If parties wish to empower their mediator to arbitrate open issues, however, the language in any settlement reached at the conclusion of a mediation should clearly and unambiguously express the consent of both parties for the mediator to serve in that role, as per a recent Texas appellate court decision. Star Elec., Inc. v. Northpark Office Tower, LP, No. 01-17-00364-CV, 2019 WL 2094328 (Tex. App. May 14, 2019). Absent the express consent of both parties to arbitrate, the mediator’s resolution of any disputes that arise while memorializing the settlement will not be given preclusive effect by a court and may need to be relitigated.
In Star, the plaintiff purchased electricity from suppliers and resold it to commercial and residential users throughout Texas. The defendant corporation agreed to purchase electricity from plaintiff for its Houston office building. The underlying contract provided for the defendant to pay an early termination fee as liquidated damages if it terminated or defaulted before the end of the agreed upon term.
Two years later, after the defendant’s CEO repudiated the agreement, the plaintiff sued to collect all outstanding balances and an early termination fee (together totaling approximately $500,000). In response, the defendant’s CEO transferred the office building (which was the defendant’s sole asset) to a different entity, and then encumbered it with a mortgage, thus leaving the defendant without assets to satisfy a judgment. The plaintiff thereupon named as defendants several other entities and individuals who were transferees of the mortgage proceeds.
In May 2011, approximately seven months after the action was filed, the parties attended a mediation with mediator Alan Levin, which led to a partial settlement under which the plaintiff agreed to dismiss its claims against the transferees in exchange for an agreement by the defendant’s CEO to pledge collateral worth approximately $1 million to satisfy any judgment that the plaintiff might obtain in the underlying action. The mediated settlement agreement provided in relevant part as follows:
If one or more disputes should arise with regard to the interpretation and/or performance of this agreement or any of its provisions, or the drafting or execution of further settlement documents, the parties agree to attempt to resolve any such dispute first by telephone conference with Alan F. Levin, mediator herein, who facilitated this settlement. If the parties cannot resolve their differences by telephone conference, then each agrees to schedule one day of mediation with Alan F. Levin, mediator herein, within thirty (30) days after the unsuccessful telephone conference to attempt to resolve the disputes. The parties shall equally share the costs of such mediation . . . Alan F. Levin has the final decision on any ambiguity in the settlement agreement.
Subsequently, in September 2011, Levin issued an “order” stating that the parties had concluded the mediation with a settlement agreement under which they requested Levin to serve as an “arbitrator.”
Meanwhile, to comply with his obligation to pledge collateral, the defendant’s CEO identified a tract of land allegedly worth $800,000. In November 2011, after the plaintiff’s appraiser concluded that the tract was worth less than $800,000, Levin issued another “order” directing the defendant to pledge additional collateral.
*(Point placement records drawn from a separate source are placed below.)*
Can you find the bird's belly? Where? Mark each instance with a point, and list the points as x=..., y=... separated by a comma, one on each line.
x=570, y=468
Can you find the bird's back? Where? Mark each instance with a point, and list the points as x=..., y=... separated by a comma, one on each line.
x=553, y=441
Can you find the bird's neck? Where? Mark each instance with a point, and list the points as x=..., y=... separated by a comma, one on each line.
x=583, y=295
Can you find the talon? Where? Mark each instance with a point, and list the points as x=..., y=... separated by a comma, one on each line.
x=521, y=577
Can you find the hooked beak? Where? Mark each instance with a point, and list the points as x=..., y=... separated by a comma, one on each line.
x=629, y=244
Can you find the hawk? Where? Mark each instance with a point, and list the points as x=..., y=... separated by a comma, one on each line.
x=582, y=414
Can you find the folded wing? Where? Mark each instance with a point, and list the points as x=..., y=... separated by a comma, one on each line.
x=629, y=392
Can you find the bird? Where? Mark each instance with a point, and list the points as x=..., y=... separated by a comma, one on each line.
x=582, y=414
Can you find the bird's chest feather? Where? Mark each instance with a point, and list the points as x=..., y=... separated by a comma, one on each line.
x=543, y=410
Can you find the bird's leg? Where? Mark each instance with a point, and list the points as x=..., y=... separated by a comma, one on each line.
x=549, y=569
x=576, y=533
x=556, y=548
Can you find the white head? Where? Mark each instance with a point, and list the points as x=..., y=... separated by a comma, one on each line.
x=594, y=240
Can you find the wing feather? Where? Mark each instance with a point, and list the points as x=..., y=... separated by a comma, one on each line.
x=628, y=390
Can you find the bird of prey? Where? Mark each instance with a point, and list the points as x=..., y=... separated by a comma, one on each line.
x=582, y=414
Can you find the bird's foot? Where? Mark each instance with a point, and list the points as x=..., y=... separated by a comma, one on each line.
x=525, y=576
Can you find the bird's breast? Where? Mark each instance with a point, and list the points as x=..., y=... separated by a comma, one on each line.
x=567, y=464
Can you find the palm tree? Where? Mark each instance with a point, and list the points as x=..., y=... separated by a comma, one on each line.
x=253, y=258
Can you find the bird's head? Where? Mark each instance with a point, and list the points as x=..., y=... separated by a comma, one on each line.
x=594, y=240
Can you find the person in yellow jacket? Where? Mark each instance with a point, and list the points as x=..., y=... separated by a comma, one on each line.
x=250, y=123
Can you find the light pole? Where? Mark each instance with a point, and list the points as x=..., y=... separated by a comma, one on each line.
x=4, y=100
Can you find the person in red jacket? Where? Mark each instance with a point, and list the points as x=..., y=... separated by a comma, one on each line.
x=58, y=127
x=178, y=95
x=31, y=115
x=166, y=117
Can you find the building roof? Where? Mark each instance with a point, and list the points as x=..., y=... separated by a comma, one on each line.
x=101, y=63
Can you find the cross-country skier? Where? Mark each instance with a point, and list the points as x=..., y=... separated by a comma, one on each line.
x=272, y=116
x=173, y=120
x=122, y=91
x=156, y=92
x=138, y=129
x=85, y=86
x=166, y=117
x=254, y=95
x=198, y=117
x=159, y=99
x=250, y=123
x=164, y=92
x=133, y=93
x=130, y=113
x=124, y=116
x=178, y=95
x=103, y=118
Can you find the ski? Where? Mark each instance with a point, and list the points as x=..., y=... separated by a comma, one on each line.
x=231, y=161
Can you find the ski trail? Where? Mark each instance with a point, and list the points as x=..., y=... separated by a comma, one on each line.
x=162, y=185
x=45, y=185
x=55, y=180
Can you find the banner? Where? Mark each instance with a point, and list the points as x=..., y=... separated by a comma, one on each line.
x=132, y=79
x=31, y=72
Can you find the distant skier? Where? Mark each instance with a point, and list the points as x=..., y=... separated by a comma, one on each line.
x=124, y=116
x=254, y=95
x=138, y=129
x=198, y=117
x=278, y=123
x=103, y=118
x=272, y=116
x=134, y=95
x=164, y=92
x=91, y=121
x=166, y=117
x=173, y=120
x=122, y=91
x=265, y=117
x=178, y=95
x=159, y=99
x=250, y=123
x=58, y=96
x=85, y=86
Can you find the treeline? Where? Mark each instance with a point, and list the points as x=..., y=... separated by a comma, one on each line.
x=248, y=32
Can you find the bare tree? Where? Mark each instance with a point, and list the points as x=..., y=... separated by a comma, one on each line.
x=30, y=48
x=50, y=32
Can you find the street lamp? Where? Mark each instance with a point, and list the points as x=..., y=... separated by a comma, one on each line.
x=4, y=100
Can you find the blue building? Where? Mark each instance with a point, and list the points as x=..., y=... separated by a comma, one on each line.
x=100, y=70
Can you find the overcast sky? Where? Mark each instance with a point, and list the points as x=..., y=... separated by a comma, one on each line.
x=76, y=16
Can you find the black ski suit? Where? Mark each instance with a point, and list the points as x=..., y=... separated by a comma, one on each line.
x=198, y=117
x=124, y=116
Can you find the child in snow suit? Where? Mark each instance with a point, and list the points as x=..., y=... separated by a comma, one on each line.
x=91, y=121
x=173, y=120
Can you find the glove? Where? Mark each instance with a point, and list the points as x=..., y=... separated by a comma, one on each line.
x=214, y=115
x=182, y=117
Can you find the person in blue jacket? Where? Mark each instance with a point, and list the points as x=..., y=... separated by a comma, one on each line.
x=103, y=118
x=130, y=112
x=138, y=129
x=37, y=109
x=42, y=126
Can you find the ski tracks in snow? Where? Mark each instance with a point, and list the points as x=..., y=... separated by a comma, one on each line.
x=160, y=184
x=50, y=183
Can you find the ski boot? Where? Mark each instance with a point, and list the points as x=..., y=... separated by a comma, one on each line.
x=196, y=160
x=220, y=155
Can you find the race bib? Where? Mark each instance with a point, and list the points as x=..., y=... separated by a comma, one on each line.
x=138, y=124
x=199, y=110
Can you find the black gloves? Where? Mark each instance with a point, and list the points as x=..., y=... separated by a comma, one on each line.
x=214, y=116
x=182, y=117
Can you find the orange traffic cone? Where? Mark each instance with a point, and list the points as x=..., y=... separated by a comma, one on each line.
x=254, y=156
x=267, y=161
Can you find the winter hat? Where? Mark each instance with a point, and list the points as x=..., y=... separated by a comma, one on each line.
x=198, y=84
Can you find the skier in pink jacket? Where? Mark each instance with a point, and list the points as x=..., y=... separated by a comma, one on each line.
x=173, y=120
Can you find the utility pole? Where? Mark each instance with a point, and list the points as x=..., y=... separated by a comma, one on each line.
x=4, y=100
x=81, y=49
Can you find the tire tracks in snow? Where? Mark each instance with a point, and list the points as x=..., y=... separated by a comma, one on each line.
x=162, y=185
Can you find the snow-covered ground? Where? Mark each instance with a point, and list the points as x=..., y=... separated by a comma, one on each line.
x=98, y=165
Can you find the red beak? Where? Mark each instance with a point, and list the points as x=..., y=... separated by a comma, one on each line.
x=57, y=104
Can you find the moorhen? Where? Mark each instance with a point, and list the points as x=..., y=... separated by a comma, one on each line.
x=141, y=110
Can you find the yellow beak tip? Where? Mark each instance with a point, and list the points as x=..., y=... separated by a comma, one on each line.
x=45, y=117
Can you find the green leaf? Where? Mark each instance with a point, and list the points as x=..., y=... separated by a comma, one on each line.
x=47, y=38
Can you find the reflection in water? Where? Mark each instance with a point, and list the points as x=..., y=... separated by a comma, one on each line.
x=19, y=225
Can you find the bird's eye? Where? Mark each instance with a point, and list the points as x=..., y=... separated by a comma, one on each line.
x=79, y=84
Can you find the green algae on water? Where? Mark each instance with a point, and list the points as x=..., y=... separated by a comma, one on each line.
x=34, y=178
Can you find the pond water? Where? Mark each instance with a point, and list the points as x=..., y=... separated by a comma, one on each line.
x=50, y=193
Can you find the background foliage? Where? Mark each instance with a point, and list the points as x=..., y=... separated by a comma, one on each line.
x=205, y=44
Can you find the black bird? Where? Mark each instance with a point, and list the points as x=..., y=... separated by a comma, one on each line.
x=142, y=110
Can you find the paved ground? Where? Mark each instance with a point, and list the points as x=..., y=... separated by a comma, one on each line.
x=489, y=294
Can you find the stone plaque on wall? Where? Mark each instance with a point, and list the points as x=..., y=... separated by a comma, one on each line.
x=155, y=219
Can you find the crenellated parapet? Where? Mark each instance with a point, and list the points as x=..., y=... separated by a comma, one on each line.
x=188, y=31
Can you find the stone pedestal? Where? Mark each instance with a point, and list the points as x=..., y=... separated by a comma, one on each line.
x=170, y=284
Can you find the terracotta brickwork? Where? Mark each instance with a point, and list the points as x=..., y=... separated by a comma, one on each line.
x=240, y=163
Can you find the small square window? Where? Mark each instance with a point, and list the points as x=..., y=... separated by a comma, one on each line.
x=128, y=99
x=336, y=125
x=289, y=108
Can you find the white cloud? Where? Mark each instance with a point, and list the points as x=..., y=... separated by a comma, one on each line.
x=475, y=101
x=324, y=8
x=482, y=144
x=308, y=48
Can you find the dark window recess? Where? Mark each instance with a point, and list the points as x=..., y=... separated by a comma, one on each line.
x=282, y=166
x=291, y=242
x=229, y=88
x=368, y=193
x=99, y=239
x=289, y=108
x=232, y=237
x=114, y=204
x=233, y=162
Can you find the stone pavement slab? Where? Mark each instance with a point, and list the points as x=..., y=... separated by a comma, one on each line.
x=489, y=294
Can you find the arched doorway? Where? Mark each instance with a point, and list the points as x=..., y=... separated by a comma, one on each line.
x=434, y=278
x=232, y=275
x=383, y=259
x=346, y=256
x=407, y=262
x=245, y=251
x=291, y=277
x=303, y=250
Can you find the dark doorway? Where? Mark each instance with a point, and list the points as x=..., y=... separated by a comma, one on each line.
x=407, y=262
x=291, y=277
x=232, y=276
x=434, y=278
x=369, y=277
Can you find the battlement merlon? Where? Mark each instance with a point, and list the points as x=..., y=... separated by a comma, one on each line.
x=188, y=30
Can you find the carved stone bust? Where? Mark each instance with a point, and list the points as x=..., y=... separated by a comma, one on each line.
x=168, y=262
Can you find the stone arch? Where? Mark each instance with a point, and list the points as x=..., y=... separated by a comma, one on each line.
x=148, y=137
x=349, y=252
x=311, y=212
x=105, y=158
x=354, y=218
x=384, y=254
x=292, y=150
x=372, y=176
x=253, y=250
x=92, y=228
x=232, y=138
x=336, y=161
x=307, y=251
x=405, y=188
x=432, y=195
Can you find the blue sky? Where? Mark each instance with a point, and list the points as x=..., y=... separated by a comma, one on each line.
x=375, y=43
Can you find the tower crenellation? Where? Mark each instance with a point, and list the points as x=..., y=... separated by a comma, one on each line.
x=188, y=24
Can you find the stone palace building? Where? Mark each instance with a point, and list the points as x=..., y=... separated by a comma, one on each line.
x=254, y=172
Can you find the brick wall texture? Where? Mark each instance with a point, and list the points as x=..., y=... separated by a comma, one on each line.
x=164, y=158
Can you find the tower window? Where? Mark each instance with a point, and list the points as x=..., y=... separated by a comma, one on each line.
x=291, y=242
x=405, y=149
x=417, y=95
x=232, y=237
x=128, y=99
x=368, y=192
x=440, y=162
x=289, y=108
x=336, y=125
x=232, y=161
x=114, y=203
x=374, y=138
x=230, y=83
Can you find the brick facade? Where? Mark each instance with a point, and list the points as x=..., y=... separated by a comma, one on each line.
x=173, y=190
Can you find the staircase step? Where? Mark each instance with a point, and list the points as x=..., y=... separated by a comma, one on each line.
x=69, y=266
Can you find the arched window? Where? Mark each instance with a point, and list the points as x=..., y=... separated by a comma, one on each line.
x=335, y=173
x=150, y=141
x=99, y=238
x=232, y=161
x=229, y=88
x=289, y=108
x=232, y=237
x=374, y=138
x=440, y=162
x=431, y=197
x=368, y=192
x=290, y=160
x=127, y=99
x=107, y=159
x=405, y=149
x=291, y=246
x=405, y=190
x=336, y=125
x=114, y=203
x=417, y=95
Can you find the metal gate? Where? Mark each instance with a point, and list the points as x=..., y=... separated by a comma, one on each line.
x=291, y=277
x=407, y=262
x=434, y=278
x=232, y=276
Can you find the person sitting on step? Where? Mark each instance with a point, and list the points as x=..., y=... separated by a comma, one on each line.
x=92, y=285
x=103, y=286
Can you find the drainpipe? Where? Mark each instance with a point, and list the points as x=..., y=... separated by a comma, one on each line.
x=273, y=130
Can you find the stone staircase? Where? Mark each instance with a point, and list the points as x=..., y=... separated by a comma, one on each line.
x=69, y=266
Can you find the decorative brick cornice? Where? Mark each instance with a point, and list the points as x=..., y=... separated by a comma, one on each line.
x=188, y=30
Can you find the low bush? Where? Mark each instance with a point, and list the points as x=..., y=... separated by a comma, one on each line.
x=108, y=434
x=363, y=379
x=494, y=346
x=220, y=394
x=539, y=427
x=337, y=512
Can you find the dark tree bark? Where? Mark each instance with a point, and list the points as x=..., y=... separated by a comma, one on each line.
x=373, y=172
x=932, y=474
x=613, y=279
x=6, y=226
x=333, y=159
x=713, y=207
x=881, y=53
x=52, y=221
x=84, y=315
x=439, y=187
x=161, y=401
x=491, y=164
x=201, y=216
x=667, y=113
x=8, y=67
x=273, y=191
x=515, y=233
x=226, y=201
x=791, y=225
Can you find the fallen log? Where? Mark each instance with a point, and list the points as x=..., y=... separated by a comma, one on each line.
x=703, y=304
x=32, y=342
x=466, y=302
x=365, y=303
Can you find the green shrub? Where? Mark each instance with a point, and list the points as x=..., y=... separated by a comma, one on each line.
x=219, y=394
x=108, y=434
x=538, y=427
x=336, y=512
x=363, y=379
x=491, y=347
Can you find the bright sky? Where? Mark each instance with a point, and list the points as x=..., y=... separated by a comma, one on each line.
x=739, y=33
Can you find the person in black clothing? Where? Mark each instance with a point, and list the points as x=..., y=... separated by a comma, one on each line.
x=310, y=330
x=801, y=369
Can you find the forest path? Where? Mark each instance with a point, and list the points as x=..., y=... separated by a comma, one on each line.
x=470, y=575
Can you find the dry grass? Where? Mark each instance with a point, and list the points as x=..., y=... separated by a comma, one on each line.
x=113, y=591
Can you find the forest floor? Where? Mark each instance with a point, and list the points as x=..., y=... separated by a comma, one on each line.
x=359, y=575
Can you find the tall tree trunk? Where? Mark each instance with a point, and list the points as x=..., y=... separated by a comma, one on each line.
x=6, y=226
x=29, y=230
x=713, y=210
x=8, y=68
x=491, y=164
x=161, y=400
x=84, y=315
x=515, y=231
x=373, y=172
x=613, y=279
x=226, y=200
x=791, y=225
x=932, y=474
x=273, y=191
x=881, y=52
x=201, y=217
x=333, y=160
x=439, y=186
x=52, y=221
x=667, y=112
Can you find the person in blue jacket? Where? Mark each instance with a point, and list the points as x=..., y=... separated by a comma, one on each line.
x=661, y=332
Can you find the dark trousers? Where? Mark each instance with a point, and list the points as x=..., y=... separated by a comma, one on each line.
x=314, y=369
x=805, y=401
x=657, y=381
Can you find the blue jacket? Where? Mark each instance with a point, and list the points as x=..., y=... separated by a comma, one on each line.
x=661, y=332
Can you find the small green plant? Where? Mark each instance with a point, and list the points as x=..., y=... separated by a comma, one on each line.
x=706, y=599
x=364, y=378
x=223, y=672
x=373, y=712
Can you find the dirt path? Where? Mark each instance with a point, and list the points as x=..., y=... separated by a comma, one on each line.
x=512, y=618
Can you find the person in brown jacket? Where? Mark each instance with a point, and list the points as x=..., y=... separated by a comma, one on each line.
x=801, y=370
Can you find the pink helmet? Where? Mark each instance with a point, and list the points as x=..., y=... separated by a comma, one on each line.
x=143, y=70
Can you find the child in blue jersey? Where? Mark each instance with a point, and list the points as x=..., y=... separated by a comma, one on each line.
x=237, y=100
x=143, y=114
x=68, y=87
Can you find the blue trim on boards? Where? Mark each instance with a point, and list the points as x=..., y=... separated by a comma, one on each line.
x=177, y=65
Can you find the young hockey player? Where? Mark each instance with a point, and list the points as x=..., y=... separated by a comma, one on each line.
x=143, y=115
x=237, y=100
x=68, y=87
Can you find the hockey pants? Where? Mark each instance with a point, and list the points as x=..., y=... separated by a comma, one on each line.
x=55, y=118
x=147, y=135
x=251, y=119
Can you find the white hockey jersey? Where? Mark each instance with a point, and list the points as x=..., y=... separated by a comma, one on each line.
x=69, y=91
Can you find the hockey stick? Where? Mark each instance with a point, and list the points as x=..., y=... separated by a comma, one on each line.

That “order” also identified Levin as the “arbitrator.”
After the defendant failed to timely pledge additional collateral, Levin issued a second “order” in November 2011 concluding that whether the defendants had breached the settlement agreement reached at the mediation by failing to timely pledge additional collateral was not within the scope of his authority. The plaintiff then added a claim for breach of the settlement agreement in the underlying action based on, inter alia, the defendant’s failure to pledge additional collateral.
Eight months later, however, the defendant delivered a check to Levin as additional collateral. Levin then entered a new “order,” which again identified him as an “arbitrator,” and stated that delivery of the check fulfilled defendant’s obligation under the settlement agreement to pledge collateral to satisfy any judgment obtained by plaintiff. In other words, as far as Levin was concerned, any breach of the settlement agreement had been cured.
Based on this latest “order,” the defendant moved for summary judgment on the plaintiff’s claim for breach of the settlement agreement on the ground that it was barred by res judicata. Specifically, the defendant argued that Levin was acting as an arbitrator, not a mediator, when he concluded that the defendant had complied with the settlement agreement by delivering the check, and thus Levin’s order constituted a final, non-appealable determination on the merits adjudicating the plaintiff’s claim for breach of the settlement agreement. The plaintiff responded that the parties did not enter into an arbitration agreement; that Levin was authorized to act as a mediator, not as an arbitrator; and that his authority under the terms of the mediated settlement was limited to resolving ambiguities in the agreement and determining the value of the properties that defendants were to pledge as collateral.
The trial court agreed with defendant and granted the motion for summary judgment. Plaintiff appealed (in fact, there were multiple issues on appeal, but we’ll focus on the mediation point).
The appellate court reversed. It agreed that an arbitration award is given the same effect as a court judgment, and thus has preclusive effect for res judicata purposes. But it further noted that an arbitration cannot be ordered in the absence of an agreement to arbitrate. Examining the plain meaning of the mediated settlement, the appellate court concluded that:
Nothing in the Settlement Agreement suggests that the parties agreed to arbitrate their dispute or that Levin was to act as an arbitrator. Although the agreement reflects that the parties gave Levin “the final decision on any ambiguity in the … agreement,” neither party identifies any ambiguity.
The fact that Levin later identified himself as an “arbitrator” in “orders” issued subsequent to execution of the settlement agreement was not controlling since, while a mediator may also serve as an arbitrator in the same dispute, both parties must expressly consent to this arrangement, and such express consent was lacking here. If express consent to arbitrate is lacking, then the mediator’s resolution of any dispute does not constitute a final adjudication on the merits for res judicata purposes.
A key takeaway from Star is that if the parties to a mediated settlement wish to empower the mediator to arbitrate any disputes that arise in connection with memorializing the settlement, the language in the settlement should clearly and unambiguously express their consent to the mediator serving in that capacity. Absent such language, a court may decide to revisit the mediator’s resolution of such disputes (although the mediator’s determinations will surely be persuasive, especially if accompanied by reasoning).